- Culture
- 26 Feb 09
Sex and the City with a glimmer of humanity and an ounce of wit populated by a cast of real live humans.
Based on Sophie Kinsella’s monstrously successful chick-lit novel, (released here as The Secret Dreamworld Of A Shopaholic) Confessions adds heart and good-humoured conscience to the shopping porn milieu. Imagine Sex and the City with a glimmer of humanity and an ounce of wit, retooled for post-recession sensibilities and populated by a cast of real live humans.
Let’s not get carried away here. Confessions… is plenty generic and awfully familiar. Isla Fisher does the honours as the titular ditzy heroine, a well-intentioned spendthrift with a mountain of credit card bills who accidentally lands a advice column on personal finance. Can she stay away from Manhattan’s glittering clothing emporiums long enough to evade the debt collector and land her dishy boss (Hugh Dancy)? Have a guess.

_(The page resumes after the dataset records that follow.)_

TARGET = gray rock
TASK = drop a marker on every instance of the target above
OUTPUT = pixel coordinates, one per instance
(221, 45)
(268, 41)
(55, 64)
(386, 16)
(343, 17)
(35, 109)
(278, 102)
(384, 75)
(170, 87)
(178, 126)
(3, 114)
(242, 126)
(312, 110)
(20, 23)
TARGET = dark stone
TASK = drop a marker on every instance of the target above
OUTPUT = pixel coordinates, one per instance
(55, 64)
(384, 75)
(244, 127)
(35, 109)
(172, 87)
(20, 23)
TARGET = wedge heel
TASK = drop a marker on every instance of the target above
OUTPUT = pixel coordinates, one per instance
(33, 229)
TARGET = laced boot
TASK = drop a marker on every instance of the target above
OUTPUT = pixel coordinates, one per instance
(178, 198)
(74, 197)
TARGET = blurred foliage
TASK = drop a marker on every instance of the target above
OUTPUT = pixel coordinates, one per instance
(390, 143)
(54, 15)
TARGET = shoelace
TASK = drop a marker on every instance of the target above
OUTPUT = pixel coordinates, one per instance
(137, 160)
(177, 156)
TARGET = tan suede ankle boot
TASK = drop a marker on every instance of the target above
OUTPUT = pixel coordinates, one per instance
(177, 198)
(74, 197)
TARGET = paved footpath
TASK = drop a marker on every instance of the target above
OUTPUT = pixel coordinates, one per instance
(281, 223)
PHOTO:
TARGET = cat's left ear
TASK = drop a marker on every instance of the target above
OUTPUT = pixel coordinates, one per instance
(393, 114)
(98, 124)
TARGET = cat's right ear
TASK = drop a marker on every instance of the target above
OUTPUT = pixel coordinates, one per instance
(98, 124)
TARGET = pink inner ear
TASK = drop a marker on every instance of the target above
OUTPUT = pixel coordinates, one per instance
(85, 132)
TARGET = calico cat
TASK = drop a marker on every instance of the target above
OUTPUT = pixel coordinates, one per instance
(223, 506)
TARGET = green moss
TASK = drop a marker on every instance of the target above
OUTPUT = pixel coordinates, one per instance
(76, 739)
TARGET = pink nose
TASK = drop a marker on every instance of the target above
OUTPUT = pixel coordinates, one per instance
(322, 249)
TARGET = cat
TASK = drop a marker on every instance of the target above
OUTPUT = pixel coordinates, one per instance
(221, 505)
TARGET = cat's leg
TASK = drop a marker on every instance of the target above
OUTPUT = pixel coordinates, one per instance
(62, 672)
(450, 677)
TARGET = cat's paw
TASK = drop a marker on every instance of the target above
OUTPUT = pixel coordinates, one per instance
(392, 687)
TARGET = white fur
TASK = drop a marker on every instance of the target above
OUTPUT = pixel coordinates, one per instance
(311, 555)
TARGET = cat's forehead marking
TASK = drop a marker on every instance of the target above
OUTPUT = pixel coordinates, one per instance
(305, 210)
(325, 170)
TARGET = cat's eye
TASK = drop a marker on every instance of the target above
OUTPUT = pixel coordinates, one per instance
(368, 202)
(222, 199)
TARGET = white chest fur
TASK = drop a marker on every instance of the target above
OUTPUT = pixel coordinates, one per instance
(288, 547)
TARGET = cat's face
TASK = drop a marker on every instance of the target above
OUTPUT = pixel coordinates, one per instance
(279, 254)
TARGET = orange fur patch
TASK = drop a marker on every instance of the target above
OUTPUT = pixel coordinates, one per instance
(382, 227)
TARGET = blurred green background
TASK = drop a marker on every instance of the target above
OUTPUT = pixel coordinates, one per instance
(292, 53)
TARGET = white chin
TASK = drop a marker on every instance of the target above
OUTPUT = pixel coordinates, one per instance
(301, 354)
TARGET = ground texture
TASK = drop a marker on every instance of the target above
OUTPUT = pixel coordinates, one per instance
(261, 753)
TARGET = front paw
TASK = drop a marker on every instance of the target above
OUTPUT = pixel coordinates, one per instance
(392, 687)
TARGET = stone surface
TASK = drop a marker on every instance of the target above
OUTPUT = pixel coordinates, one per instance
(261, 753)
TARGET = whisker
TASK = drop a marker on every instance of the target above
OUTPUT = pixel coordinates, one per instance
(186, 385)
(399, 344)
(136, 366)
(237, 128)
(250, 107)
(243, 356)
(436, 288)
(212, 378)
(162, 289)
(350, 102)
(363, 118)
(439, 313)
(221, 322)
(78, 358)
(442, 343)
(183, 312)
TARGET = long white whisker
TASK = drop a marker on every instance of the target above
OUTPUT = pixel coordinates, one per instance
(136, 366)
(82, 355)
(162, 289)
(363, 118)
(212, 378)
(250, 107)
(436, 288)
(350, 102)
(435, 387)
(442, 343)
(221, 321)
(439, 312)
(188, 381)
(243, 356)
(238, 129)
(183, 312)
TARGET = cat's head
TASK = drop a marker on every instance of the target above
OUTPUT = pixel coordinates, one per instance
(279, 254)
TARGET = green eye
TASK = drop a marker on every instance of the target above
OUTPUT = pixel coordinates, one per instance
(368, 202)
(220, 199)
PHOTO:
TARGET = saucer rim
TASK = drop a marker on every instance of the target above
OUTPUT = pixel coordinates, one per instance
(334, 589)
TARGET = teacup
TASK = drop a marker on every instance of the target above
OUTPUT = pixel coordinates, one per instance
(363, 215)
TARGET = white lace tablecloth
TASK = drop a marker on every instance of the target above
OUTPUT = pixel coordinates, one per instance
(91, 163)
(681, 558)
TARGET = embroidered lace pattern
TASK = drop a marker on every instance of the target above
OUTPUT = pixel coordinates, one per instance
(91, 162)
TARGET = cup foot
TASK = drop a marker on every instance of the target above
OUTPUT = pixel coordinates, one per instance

It might well have been assembled from last season’s remnants though it’s a pretty enough frock. In the wake of Bride Wars, the shoddiest rom-com was always going to seem like Andrei Rublev, but there are things to shout about here. Who couldn’t love Joan Cusack and John Goodman as the heroine’s penny-pinching parents? Or Breaking Bad’s Krysten Ritter as the bohemian best friend?
We must also consider the Isla Fisher rule, a cinematic constant that states “Isla Fisher is the best thing in any movie that is lucky enough to get her.” A brilliant performer, Ms. Fisher makes for lovely sparky company. Her comedy instincts are sharp and, we think, surely equal to those of her domestic partner, Mr. Sacha Baron Cohen.
Somebody hand that woman a kick arse script and watch her go.